It’s the sort of thing that drives animal-rights advocates and other elite bunny-hugging liberals wild, to the delight of politically incorrect red-blooded MAGA-men. As NBC News reports, the Trump administration is bringing back savage hunting techniques to federal lands in Alaska:
The Trump administration is moving to reverse Obama-era rules barring hunters on some public lands in Alaska from baiting brown bears with bacon and doughnuts and using spotlights to shoot mother black bears and cubs hibernating in their dens.
There are a lot of humans, much less bears, who can’t resist bacon and doughnuts. But before you can say “Sarah Palin,” there’s more:
Under the proposed changes, hunters would also be allowed to hunt black bears with dogs, kill wolves and pups in their dens, and use motor boats to shoot swimming caribou.
These and other hunting methods — condemned as cruel by wildlife protection advocates — were outlawed on federal lands in 2015.

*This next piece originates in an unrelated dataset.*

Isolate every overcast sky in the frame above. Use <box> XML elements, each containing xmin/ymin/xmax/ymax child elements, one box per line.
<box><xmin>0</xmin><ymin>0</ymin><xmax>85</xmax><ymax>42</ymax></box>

That was, of course, under President Obama, who hated Real Americans.
The rationalization for this particular action is to make federal “predator control” guidelines match state laws. But there’s not much doubt a culture change in Washington has a lot to do with it, as The Hill observes:
Secretary Ryan Zinke has met a number of times with representatives of the National Rifle Association as well as the big game hunting lobby, the Safari Club.
Last fall, on the heels of news that hunting was dropping within the U.S., Zinke announced October would be National Hunting and Fishing Month and installed a “Big Buck hunter” shooting game in the lobby of Interior Department Headquarters.
Since then the administration has come under fire for changing protections to other groups of animals, including a Fish and Wildlife Service decision to allow elephant trophy imports back into the U.S. on a “case by case” basis — a reversal of an Obama-era ban on imports of the animal.
There’s also probably an influential lobbyist or two in the White House pushing policy in the same direction:
President Donald Trump’s sons are also avid trophy hunters who have made past excursions to Africa and Alaska.
Whatever else is going on, Team Trump is probably quite happy to provoke the wrath of people more concerned about preventing cruelty to animals than protecting the feral pleasures of trophy hunters. There is evidence that backlash to animal-cruelty restrictions is a good mobilization tool for rural conservative voters. In 2014 a ballot initiative in Maine to “ban the use of bait, dogs or traps in bear hunting except to protect property, public safety, or for research” was defeated by a big turnout of rural voters who also, as it happens, reelected atavistic conservative Governor Paul LePage in an upset.
Bear cubs may be adorable, but to a lot of Americans, they’re not only predators but prey.